Another to have visited the homeland of Nelson Mandela on numerous occasions was New Zealand supremo Ricki Herbert. “We were very impressed with the facilities available for the Confederations Cup,” Herbert said. “It’s a great country with very friendly people, and I’m sure visiting fans will fall in love with South Africa.”
With his vast experience in African football, Algeria coach Rabah Saadane said he was “confident the tournament would be organised perfectly. The shared commitment and hard work being done by Fifa and the LOC is very apparent. There’s no reason at all to be worried.”

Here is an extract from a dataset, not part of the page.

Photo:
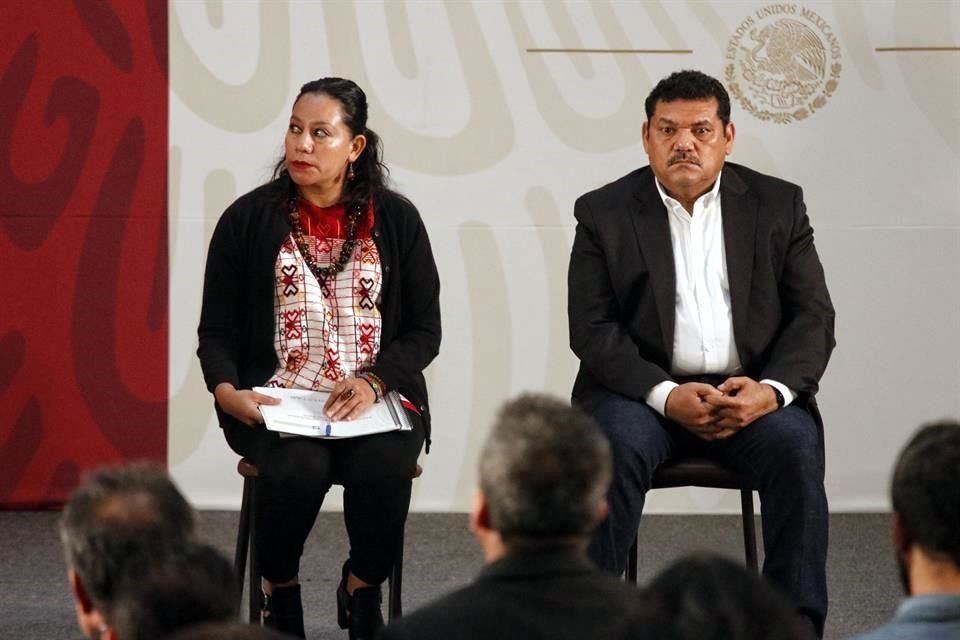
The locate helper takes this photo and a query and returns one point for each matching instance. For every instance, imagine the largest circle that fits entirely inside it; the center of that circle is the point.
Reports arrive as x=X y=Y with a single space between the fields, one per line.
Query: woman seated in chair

Saadane had other grounds for optimism, saying: “The weather should help produce better games – it’ll be ideal.” It was a theme also touched on by Del Bosque and Lippi, who both felt that playing in the South African winter would reduce the incidence of physical exhaustion.
“I’ve been here seven or eight times,” said Australia coach Pim Verbeek, “and I’ve always enjoyed it, including as a tourist. It’ll be a fabulous tournament, mark my words. I haven’t the slightest doubt that everything will be very well organised.”
South Africa’s organisers face the considerable challenge of following Germany in the hosting of sport’s premier event. France coach Raymond Domenech had his say on the issue. “We’re in Africa, not Germany. Just because there are differences doesn’t mean it won’t be a success here. On the contrary, it’s a challenge for everybody, and one that I have no doubt will be met successfully.”